こんにちは。「日経レストラン」の太田憲一郎です。先日職場近くの和食料理店の壁に、アルバイト募集のチラシが張られていました。見ると、夜の営業の時給が1200円でした。

都内では、時給1000円前後が多い中で、相場よりもかなり高い設定に、ちょっと驚きました。それだけ求人に苦労しているのだと思います。

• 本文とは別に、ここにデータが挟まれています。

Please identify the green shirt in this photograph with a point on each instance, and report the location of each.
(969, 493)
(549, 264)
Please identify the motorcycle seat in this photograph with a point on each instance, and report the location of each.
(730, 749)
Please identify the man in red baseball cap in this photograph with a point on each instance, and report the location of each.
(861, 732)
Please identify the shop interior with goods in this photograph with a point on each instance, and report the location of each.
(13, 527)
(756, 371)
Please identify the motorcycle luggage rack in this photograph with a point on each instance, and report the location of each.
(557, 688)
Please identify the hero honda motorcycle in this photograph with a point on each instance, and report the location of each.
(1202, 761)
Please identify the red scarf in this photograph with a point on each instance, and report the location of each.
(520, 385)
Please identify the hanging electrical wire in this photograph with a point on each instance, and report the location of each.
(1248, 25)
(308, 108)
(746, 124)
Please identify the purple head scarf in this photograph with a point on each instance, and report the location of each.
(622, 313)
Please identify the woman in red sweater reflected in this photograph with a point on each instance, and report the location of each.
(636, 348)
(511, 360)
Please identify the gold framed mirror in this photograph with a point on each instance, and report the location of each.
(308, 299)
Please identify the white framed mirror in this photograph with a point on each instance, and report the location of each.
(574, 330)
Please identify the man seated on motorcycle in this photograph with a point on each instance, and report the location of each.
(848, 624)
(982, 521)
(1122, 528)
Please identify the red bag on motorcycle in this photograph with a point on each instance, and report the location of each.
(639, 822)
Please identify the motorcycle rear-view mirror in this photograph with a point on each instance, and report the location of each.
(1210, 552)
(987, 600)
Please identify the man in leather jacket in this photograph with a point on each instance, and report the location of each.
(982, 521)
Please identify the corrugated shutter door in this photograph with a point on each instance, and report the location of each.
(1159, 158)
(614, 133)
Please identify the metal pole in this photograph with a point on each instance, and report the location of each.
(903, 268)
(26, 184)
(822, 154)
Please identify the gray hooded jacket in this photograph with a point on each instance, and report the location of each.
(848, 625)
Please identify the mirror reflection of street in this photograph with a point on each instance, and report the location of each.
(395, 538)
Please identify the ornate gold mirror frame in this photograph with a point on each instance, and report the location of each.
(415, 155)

求人サイトなどに広告を出しても、応募が集まらず掲載費を無駄にすることが多いという話を飲食店経営者からよく聞きます。今後は、求人広告を掲載して待つだけでは、アルバイトや社員を集められなくなっています。

また、スタッフが短期間で辞めてしまう問題もあります。スタッフをすぐに辞めさせないためには、時給を上げるだけでは不十分で、店で働くことを通して得られるプラスアルファの価値を示すことが大切になると思います。

大手外食企業は、そうした視点でいち早く攻めの姿勢を打ち出しています。

例えば、社員の募集方法に工夫をしているのが、焼鳥店「てけてけ」を展開するユナイテッド&コレクティブ(東京・港)。同社は、「てけてけ 渋谷道玄坂店」で「就活応援0円酒場」と称して、飲み放題付きのコース料理を学生に無料提供しながら、自店の特徴を説明するセミナーを定期的に開催しています。

これは社員募集の場合ですが、個人経営の居酒屋などがアルバイトを募集する場合でも、近隣の大学に通う学生のグループを招待して、料理をサービスしながら、同世代のアルバイトが店で働く楽しさを語りかければ、不安が解消されて「働いてみよう」と思う学生が増えるかもしれません。

すでに働いているアルバイトに付加価値を提供する例もあります。

地鶏が売りの居酒屋「塚田農場」を展開するエー・ピーカンパニーは、同社の学生アルバイト向けに就職活動を支援するセミナーを開催しています。卒業を控えた学生にとって就職は最大の関心事。それをサポートすることで、同社の店で継続して働くことで得られるメリットを用意しています。

個人店には、就職セミナーは難しいかもしれませんが、シェフが主婦アルバイト向けに、無料で料理教室を開いたりすれば、きっと喜ばれて働き続けるモチベーションになると思います。

待ちの姿勢で求人をしてもスタッフは集まりません。飲食店の人手不足の状況を変えるには、お客様に対するのと同じように、スタッフに対しても店への満足度を高めてもらうアピールが必要だと思います。